Recently, at the AWS re:Invent conference, Harvard’s manager of cloud architecture detailed the main investments that the university made in order to secure its cloud.

When Harvard University began its journey to the cloud, like every other organization it found itself tasked with the monumental job of securing its cloud network. Instead of utilizing an available solution, the team at Harvard decided to build its own, and the Harvard Cloud Shield was born.

On Tuesday, at the 2016 AWS re:Invent conference in Las Vegas, Harvard’s manager of cloud architecture, Thomas Vachon, explained how the university built its solution and the lessons that it learned along the way.

Essentially, the Harvard Cloud Shield is a network security platform that aggregates traffic and acts as an inspection point. It is redundant and geographically diverse. Through it, Vachon said, they filter, audit, and analyze all of their Amazon Web Services (AWS) traffic.

The original goals of the team at Harvard were multifaceted. First, Vachon said, they wanted to provide highly-available network access to the cloud. Next, they wanted to provide visibility of traffic into, out of, and and in between applications, as well as provide next-generation firewall protection and mitigate denial of service attacks. Additionally, Harvard wanted to enable a simpler configuration through inline filtering.

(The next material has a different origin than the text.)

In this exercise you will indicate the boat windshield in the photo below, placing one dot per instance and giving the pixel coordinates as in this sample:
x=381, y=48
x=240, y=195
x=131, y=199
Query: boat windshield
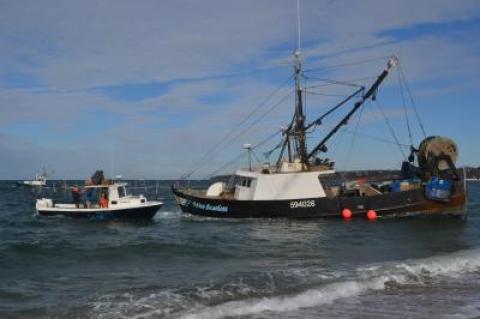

In the beginning, they looked at security agents and inline virtual firewalls. The security agents were more expensive for their customers and were too focused on a reactive response, Vachon said. The inline firewalls had a high overhead cost and too complex virtual private cloud (VPC) routing for Harvard’s needs. So, they decided to build their own solution.

In terms of network connectivity, the Harvard Cloud Shield has four AWS Direct Connect connections. Each firewall has two Direct Connects at both the primary site and the standby site, and each VPC gets a single firewall partition.

Vachon said they also developed a serverless architecture to act as a manager and their platform was built primarily on Python. It overlays five different network management products and devices, so one of the key challenges was getting all of those to work together, and managing the APIs needed to make it work.

During their journey, they learned much in regards to the business, the network design, and connectivity. In business, Vachon said, network security has to be in place first, as it is the hardest piece to retrofit after you start your cloud journey. Next is to have key business sponsors and make sure that your financial team is involved early, and that you have technical employees who can explain the project to non-technical employees. Also, Vachon said, you must align with your technology partners and vendors, and keep constant communication.

For network design, Vachon said that the Harvard team learned that stateful failover isn’t practical. But, failing over sites periodically is a must. Harvard’s Cloud Shield has two sites and they failover every two months or so, Vachon said. They want to fail a certain percentage of time every two months so they can test their failure mitigation and know that they are ready for a disaster.

In the routing piece of the equation, Vachon said that they found that iBGP and eBGP function quite differently. They also found that graceful restart isn’t always ideal, and BFD should be used on every network hop. For connectivity, path selection is critical, and Vachon noted that the price of a service doesn’t necessarily equate to its quality. He also said that it is important for AWS shops to use multiple Direct Connect endpoints.